Developing the DeFi segment will require transparent regulations to attract foreign firms. In April 2023 the Abu Dhabi Global Market’s Registration Authority proposed a legislative framework for distributed-ledger technology that targeted disclosures, insolvency and governance structures. That same month the UAE’s Securities and Commodities Authority started accepting licensing applications for companies to provide cryptocurrency services after crafting a mandatory licensing regime that mirrored the regulatory framework published by Dubai’s Virtual Assets Regulatory Authority in February 2023.

Oman set up a high-level task force in September 2021 to study the economic advantages of cryptocurrencies. In February 2023 its financial markets regulator, the Capital Market Authority, took steps towards legalising and regulating DeFi products by enlisting consultancy firm XR eg Consulting and law firm Said Al Shahry and Partners to advise on developing a regulatory framework for the virtual asset industry.

Bahrain hopes to develop an ecosystem for cryptocurrency services, having implemented crypto-asset regulations for licensing. This allowed for cryptocurrency exchange Binance to officially launch its first platform in the GCC in the kingdom in January 2023.

Ease of Transactions

With high interest rates in the US and inflation weakening many fiat currencies, cryptocurrencies and the decentralised exchanges on which they are traded allow users in emerging markets to limit their exposure to macroeconomic pressures and ease transaction flows. DeFi offers significant advantages, as it lowers fees due to the lack of intermediaries, enhances transparency and security with blockchain technology, and creates seamless transactions among accounts and entities with no centralised entity.
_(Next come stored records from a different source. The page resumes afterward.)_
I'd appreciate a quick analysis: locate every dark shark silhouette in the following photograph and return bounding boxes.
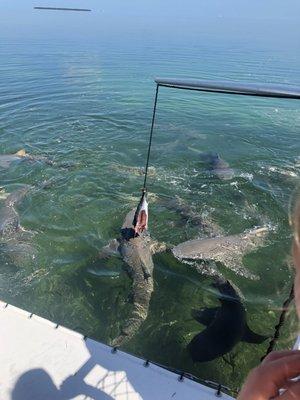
[188,278,268,362]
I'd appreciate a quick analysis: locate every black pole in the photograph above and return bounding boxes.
[261,285,294,360]
[143,84,159,190]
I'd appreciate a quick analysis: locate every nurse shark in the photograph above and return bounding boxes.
[0,185,36,266]
[0,185,31,237]
[98,194,165,347]
[172,227,268,280]
[0,149,54,169]
[188,278,268,362]
[188,148,235,180]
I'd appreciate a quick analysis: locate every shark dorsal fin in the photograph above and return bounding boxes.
[241,323,269,344]
[15,149,26,157]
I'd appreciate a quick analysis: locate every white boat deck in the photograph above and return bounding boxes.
[0,300,235,400]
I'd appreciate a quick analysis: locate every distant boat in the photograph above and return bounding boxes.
[34,6,91,12]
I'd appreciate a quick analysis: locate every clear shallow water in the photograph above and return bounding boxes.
[0,39,300,393]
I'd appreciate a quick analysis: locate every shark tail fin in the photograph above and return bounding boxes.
[242,324,269,344]
[15,149,26,157]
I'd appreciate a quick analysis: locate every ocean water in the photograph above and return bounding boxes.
[0,37,300,393]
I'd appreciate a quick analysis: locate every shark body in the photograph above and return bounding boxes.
[188,278,268,362]
[172,227,268,279]
[99,204,161,347]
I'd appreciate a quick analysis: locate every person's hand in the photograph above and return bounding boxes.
[238,350,300,399]
[293,240,300,318]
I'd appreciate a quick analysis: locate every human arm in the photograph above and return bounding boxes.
[237,350,300,400]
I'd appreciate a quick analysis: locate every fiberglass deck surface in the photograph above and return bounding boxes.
[0,301,234,400]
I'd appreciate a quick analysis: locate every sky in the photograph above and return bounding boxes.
[0,0,299,47]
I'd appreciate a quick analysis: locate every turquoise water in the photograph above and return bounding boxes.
[0,38,300,393]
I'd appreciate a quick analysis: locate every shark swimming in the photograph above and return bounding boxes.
[99,194,164,347]
[0,149,79,170]
[0,185,36,267]
[0,149,54,169]
[0,186,31,238]
[208,153,235,181]
[188,278,268,362]
[0,150,28,169]
[172,227,268,279]
[188,149,235,180]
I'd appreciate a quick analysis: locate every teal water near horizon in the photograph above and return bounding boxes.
[0,37,300,393]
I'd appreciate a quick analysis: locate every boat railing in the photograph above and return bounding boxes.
[154,78,300,99]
Cryptocurrencies as an asset class have seen a significant decline since the second half of 2021, prompting banks and financial institutions to question their sustainability. This was seen most prominently after the collapse of the cryptocurrency exchange FTX in November 2022. Western markets remain skittish, not least after international media reported in May 2023 that Binance had commingled customer funds with company revenue in 2020 and 2021.

The largest growth in cryptocurrency adoption in 2022 was in the MENA region, with $566bn in crypto transactions recorded from July 2021 to June 2022, up 48% from the same period the previous year. Cryptocurrency transactions were up 40% in Latin America, 36% in North America, 35% in Central and Southern Asia, and 22% or less in other regions, according to a report from Chainalysis. Turkey was the largest cryptocurrency market in MENA, with $192bn in transactions, followed by Egypt, Lebanon, Saudi Arabia and the UAE.

To improve security, several companies have launched so-called stablecoins, which are pegged to a reference asset such as fiat currencies, exchange-traded commodities, or other cryptocurrencies like Bitcoin or Ethereum. If Gulf countries can continue to build on their regulatory momentum and attract DeFi, and companies and citizens in emerging markets continue to embrace cryptocurrencies and the DeFi model, there are significant opportunities for Gulf-based exchanges to become global leaders in the emerging technology.